Extract text from an image

I have watched a lot of webcasts about Microsoft Dynamics 365 for Operations and Finance. As a trainer, I’m able to archive some of these webcasts for reference purpose. But how can I find a specific topic in this pile of webcasts? Is there a way so that I can use the “Search through file content” option of Total Commander?

The first step for me is to grab protable network graphic images from a webcast. I used ffMpeg to grab stills from a webcast webcast. Then I deleted duplicate images and all images that didn’t show a presentation slide. And last but not least I created a command line utility to help with the OCR process.

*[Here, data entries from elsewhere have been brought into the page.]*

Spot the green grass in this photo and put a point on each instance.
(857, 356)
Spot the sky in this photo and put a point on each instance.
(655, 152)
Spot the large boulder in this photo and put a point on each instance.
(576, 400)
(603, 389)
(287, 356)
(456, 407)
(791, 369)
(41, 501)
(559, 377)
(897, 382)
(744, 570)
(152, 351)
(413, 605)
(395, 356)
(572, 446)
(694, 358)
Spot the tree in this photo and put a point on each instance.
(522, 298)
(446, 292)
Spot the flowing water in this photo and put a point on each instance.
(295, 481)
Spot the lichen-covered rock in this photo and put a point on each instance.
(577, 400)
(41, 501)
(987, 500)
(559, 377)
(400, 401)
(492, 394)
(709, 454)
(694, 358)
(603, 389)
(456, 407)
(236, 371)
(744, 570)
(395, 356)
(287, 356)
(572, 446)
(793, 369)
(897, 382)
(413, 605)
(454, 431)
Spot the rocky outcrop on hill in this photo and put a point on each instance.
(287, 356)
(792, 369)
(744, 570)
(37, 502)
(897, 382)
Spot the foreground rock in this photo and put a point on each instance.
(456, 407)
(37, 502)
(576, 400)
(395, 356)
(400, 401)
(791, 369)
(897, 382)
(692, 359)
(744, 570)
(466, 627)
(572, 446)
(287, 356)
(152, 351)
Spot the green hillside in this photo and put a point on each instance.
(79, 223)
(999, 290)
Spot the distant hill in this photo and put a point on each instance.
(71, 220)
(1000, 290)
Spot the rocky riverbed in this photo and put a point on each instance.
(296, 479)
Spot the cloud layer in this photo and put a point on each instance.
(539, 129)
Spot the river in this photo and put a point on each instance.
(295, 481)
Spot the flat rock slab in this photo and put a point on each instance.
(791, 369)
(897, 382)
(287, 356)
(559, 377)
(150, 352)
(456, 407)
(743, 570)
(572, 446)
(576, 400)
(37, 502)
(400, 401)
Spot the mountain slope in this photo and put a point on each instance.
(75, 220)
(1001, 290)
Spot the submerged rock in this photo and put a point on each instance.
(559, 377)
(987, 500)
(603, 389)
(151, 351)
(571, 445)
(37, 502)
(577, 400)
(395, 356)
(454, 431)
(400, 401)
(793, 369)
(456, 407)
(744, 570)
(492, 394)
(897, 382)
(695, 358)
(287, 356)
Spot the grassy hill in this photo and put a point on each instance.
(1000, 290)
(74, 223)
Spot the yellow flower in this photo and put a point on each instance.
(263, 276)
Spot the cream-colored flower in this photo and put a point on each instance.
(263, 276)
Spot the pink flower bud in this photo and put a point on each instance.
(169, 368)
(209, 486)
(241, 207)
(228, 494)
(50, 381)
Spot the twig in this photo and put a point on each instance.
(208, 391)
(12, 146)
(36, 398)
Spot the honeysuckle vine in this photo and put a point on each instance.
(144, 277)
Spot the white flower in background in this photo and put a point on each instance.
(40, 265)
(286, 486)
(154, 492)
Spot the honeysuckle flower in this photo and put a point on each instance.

Download and unzip the command line utility

Open the command prompt on the unzipped folder:

  • In the explorer, select the unzipped folder
  • With the left shift pressed, select “open command window here”

Example 1. Scan one specific folder and create an output file within that folder.

png2text folder="c:\\Users\\botten\\Pictures\\MyTest\\"

Example 2. Scan one folder and define specific output file.

png2text folder="c:\\Users\\botten\\Pictures\\MyTest\\" outputfile="c:\\Users\\botten\\OCR\\20181212.txt""

The result file that is generated contains the textual information found in the image. The text will be surrounded by an XML tag. The XML tag is build up from the filename. After processing several images in a folder, I generated the output file and now I can search for key words.

Example

<png0>
Features of Dynamics 365 for Finance and Operations
</png0>

<png1>
Lifecycle Services
Predictable
Automated
Proactive
</png1>